INDELIBLE IMAGE: There are a bewildering number of nominees to choose from, especially since Greenaway frequently places two or three images on the screen at once, picture-in-picture style. The overwhelming repeated image is that of writing inked on nude bodies, however, and so the shot of glowing letters cast on Vivian Wu’s darkened, reclining body as she writes in her diary in bed best captures The Pillow Book‘s visual fetish.
WHAT MAKES IT WEIRD: The Pillow Book is a movie about a fetishistic, eccentric, obsessed
Trailer for The Pillow Book
character, brought to us by an auteur with firsthand knowledge of those qualities. Greenaway splashes the screen with visual extravagances, with pictures framed inside of other pictures, and images layered on top of one another, melding one into the next. Full of obscure musings about the nature of art and sex, The Pillow Book tells a story of lust and revenge, but subjugates the text to the image, the narrative to the cinematic. The result is visually hypnotic, frequently frustrating, and all Greenaway.

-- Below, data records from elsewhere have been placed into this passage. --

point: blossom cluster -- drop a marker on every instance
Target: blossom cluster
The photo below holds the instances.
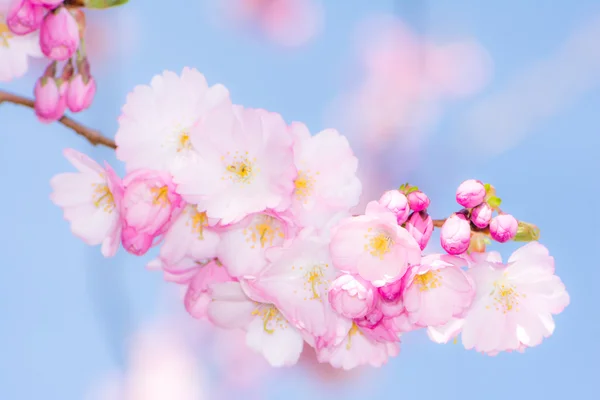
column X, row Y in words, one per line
column 253, row 217
column 54, row 29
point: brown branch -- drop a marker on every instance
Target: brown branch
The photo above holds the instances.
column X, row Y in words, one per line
column 93, row 136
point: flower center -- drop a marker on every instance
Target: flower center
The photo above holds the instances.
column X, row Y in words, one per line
column 240, row 169
column 263, row 231
column 5, row 33
column 272, row 318
column 103, row 198
column 505, row 298
column 379, row 244
column 161, row 195
column 316, row 282
column 184, row 142
column 199, row 221
column 428, row 280
column 304, row 184
column 353, row 331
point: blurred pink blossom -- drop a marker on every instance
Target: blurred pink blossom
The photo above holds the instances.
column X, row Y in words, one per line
column 288, row 23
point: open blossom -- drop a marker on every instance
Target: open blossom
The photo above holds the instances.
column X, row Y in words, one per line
column 199, row 292
column 154, row 127
column 297, row 281
column 149, row 205
column 437, row 290
column 243, row 245
column 245, row 164
column 357, row 349
column 514, row 302
column 59, row 35
column 268, row 331
column 352, row 297
column 326, row 183
column 374, row 246
column 15, row 50
column 91, row 200
column 191, row 235
column 25, row 17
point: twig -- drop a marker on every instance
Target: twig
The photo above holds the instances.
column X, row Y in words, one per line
column 93, row 136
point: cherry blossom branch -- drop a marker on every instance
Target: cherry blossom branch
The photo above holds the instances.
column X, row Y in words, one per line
column 93, row 136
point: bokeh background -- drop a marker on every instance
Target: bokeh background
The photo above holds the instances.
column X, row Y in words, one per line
column 431, row 92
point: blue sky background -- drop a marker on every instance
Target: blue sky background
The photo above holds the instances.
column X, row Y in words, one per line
column 66, row 312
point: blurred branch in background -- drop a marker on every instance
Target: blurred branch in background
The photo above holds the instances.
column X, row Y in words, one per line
column 93, row 136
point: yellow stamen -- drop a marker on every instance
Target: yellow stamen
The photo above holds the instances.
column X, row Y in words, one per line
column 353, row 331
column 380, row 244
column 161, row 195
column 5, row 33
column 428, row 280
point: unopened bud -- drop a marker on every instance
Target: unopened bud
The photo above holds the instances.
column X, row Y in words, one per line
column 527, row 232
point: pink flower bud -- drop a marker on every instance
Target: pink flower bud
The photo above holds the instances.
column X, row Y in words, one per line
column 371, row 320
column 50, row 103
column 481, row 215
column 80, row 94
column 25, row 17
column 47, row 3
column 470, row 193
column 351, row 296
column 391, row 291
column 397, row 203
column 418, row 201
column 148, row 206
column 59, row 35
column 456, row 234
column 503, row 227
column 420, row 226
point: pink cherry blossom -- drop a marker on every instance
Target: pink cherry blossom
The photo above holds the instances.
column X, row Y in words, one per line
column 418, row 201
column 149, row 205
column 357, row 349
column 80, row 93
column 374, row 246
column 514, row 302
column 25, row 17
column 298, row 280
column 199, row 295
column 470, row 193
column 245, row 164
column 190, row 236
column 268, row 331
column 50, row 102
column 59, row 35
column 15, row 50
column 455, row 234
column 243, row 245
column 352, row 297
column 420, row 226
column 91, row 201
column 326, row 183
column 154, row 127
column 437, row 290
column 397, row 203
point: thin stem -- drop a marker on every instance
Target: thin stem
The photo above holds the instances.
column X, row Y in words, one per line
column 93, row 136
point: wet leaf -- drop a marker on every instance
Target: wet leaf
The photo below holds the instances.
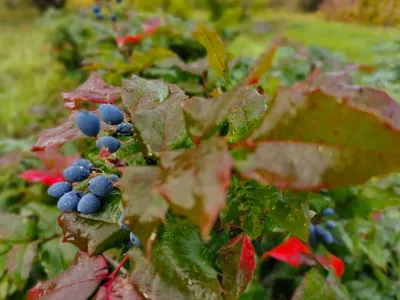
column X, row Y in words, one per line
column 215, row 49
column 120, row 289
column 63, row 133
column 245, row 115
column 237, row 264
column 97, row 232
column 162, row 126
column 94, row 89
column 20, row 261
column 177, row 268
column 195, row 181
column 79, row 281
column 144, row 207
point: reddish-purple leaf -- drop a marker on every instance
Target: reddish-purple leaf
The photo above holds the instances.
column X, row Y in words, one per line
column 45, row 177
column 20, row 262
column 144, row 207
column 237, row 265
column 195, row 181
column 119, row 288
column 94, row 89
column 63, row 133
column 79, row 281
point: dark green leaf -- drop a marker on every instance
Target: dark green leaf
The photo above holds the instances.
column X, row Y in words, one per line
column 144, row 207
column 195, row 181
column 314, row 287
column 55, row 256
column 177, row 268
column 97, row 232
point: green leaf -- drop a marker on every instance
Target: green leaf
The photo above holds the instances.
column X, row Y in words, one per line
column 264, row 62
column 13, row 228
column 20, row 261
column 162, row 126
column 195, row 181
column 56, row 256
column 203, row 116
column 177, row 267
column 47, row 217
column 246, row 114
column 95, row 233
column 144, row 207
column 139, row 93
column 375, row 252
column 237, row 265
column 156, row 110
column 215, row 49
column 142, row 60
column 314, row 287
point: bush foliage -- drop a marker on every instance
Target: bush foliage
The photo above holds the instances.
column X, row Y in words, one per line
column 229, row 163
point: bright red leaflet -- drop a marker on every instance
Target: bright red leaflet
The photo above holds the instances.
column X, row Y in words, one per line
column 333, row 262
column 290, row 251
column 45, row 177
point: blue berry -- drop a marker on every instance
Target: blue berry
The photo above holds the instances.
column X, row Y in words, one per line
column 88, row 123
column 76, row 174
column 330, row 224
column 70, row 200
column 328, row 212
column 327, row 237
column 111, row 114
column 109, row 142
column 83, row 163
column 134, row 240
column 101, row 186
column 124, row 129
column 89, row 204
column 122, row 225
column 114, row 177
column 96, row 9
column 58, row 189
column 113, row 17
column 312, row 235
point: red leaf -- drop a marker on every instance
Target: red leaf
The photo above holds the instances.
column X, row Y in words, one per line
column 332, row 261
column 52, row 158
column 120, row 288
column 79, row 281
column 237, row 265
column 292, row 251
column 94, row 89
column 45, row 177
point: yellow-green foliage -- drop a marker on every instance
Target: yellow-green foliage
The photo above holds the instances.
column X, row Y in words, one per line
column 378, row 12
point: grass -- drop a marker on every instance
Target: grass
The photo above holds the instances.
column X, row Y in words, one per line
column 355, row 41
column 30, row 78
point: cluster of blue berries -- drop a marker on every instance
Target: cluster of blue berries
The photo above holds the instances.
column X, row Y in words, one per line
column 319, row 233
column 74, row 200
column 134, row 240
column 96, row 9
column 89, row 124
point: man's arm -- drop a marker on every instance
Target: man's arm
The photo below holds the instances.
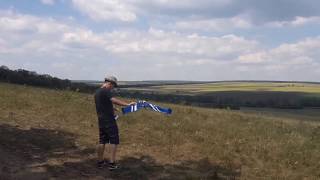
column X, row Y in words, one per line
column 120, row 102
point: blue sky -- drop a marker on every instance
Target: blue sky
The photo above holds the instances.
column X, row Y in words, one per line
column 162, row 39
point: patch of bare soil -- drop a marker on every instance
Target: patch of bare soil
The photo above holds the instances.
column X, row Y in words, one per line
column 49, row 154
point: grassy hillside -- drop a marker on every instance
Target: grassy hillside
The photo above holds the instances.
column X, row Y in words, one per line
column 52, row 134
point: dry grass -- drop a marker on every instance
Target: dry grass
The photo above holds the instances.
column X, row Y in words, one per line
column 193, row 143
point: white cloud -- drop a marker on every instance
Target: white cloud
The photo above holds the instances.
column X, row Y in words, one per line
column 296, row 22
column 106, row 10
column 296, row 61
column 48, row 2
column 53, row 47
column 216, row 24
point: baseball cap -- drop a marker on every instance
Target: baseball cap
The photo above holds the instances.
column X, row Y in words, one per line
column 111, row 79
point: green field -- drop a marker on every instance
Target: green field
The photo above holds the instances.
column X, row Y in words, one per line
column 49, row 134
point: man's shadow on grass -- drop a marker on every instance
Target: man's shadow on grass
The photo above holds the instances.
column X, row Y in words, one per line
column 44, row 154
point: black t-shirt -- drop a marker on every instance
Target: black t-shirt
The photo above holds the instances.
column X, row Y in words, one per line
column 103, row 102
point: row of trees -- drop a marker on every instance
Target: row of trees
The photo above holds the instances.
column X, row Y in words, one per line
column 232, row 99
column 26, row 77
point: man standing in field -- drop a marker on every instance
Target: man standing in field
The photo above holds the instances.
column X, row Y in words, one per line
column 108, row 128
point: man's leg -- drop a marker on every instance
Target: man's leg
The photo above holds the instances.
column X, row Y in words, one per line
column 100, row 151
column 113, row 152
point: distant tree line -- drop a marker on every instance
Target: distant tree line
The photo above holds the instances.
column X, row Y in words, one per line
column 231, row 99
column 25, row 77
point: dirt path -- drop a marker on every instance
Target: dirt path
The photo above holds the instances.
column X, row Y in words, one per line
column 49, row 154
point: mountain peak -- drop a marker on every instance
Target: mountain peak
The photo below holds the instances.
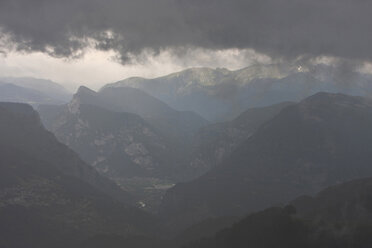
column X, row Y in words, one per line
column 85, row 90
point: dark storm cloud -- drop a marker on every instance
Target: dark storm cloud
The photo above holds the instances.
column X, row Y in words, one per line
column 279, row 28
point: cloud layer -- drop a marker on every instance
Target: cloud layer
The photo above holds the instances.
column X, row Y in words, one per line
column 279, row 28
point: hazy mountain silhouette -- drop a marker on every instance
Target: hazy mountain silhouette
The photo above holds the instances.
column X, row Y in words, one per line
column 321, row 141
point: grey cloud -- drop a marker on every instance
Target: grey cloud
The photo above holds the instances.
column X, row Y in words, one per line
column 279, row 28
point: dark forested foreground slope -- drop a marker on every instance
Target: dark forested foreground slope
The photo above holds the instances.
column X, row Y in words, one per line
column 48, row 196
column 318, row 142
column 340, row 216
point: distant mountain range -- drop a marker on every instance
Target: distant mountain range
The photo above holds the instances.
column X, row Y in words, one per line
column 321, row 141
column 32, row 91
column 215, row 142
column 220, row 94
column 339, row 216
column 127, row 135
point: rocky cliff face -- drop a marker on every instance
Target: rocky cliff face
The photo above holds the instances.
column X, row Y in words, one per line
column 48, row 196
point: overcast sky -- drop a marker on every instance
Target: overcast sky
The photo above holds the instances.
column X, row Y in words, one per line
column 95, row 41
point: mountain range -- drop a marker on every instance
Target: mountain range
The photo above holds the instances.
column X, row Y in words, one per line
column 48, row 196
column 321, row 141
column 32, row 91
column 221, row 94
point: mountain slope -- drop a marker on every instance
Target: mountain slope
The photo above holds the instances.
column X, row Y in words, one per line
column 20, row 127
column 215, row 142
column 222, row 95
column 171, row 123
column 135, row 139
column 318, row 142
column 13, row 93
column 47, row 87
column 48, row 196
column 339, row 216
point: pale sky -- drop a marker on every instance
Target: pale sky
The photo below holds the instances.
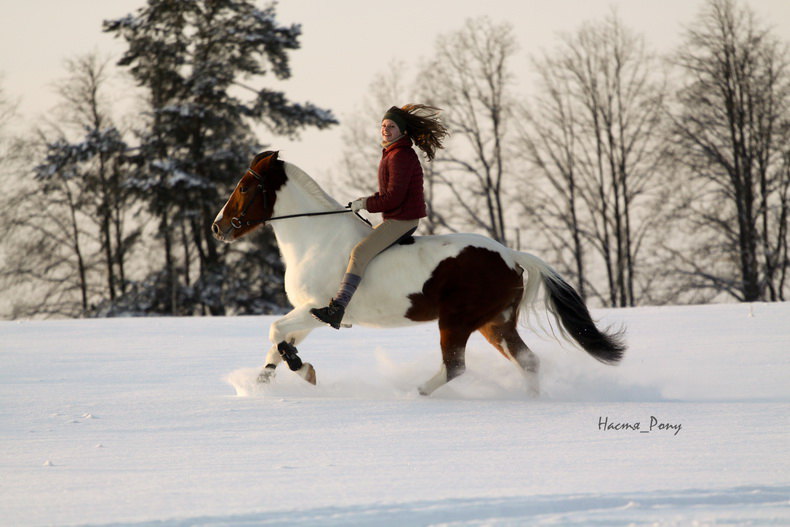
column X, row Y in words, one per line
column 345, row 43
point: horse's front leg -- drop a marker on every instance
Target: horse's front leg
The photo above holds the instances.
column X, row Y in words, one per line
column 285, row 334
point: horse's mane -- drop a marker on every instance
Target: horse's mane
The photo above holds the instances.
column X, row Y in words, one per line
column 309, row 184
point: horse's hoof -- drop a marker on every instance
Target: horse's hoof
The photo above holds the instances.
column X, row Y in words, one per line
column 307, row 372
column 267, row 374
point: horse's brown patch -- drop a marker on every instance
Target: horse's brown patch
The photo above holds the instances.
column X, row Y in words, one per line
column 467, row 290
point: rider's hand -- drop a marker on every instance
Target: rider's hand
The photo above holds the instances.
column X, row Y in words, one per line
column 358, row 204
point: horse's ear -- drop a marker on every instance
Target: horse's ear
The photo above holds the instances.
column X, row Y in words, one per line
column 266, row 159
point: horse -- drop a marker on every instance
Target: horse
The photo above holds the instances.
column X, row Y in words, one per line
column 466, row 282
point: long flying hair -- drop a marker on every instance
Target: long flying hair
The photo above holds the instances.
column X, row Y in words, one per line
column 423, row 126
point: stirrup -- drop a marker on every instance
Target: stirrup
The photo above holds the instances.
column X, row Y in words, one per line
column 331, row 314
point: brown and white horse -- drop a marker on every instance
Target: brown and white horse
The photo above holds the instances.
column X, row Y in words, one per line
column 467, row 282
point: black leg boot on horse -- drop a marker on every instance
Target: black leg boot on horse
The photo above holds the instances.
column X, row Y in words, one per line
column 333, row 313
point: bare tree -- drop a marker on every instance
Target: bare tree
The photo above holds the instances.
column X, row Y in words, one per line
column 60, row 223
column 469, row 76
column 732, row 133
column 594, row 136
column 86, row 108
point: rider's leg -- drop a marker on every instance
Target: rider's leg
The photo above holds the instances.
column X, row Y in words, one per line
column 383, row 236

COMMENTS: A man and woman make love. The entwining limbs are spectral, as their passion is plays out as a semi-transparent overlay flickering over an erotic Japanese lithograph like a movie projected on a screen. In a box in the lower center portion of the encompassing picture, more sketched figures run through a kama sutra of sexual positions in a shifting slideshow of classical erotica, while the subtitles of the sultry French love song roll across the very bottom of the screen.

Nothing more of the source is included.